In his recent publication The Art of Vinyasa, Richard Freeman (with Mary Taylor) explores the practice of superimposing mantra on the breath.

“Using a mantra gives the mind, which sometimes needs to be employed, a task that reminds it of the bigger job at hand – to concentrate on listening – so that its natural tendency to wander is quelled.” (p.15, The Art of Vinyasa)

Centered in the Anahata or heart chakra,the inhalation is naturally expansive. When inhaling you might envision a lotus blossoming in the heart center. The exhalation provides a counterpoint to this expansion: the sitting bones root and there is a corresponding lift of the center of the pelvic floor.
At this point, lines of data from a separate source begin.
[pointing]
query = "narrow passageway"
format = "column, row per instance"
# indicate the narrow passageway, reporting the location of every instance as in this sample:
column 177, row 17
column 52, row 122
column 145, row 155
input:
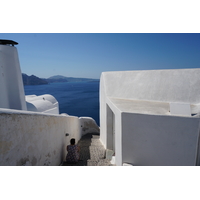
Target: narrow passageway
column 92, row 152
The exhalation has its center in the Muladhara, or root chakra.

We can superimpose the mantra sa ham (or so’ham) on the breath cycle, with the syllable sa on the inhalation, and the syllable ham on the exhalation.

These seed sounds contain the essence of the opposite part of the breath cycle: sa, applied to the inhalation,  contains the essence of the exhalation; ham, applied on the inhalation, contains the essence of the inhalation.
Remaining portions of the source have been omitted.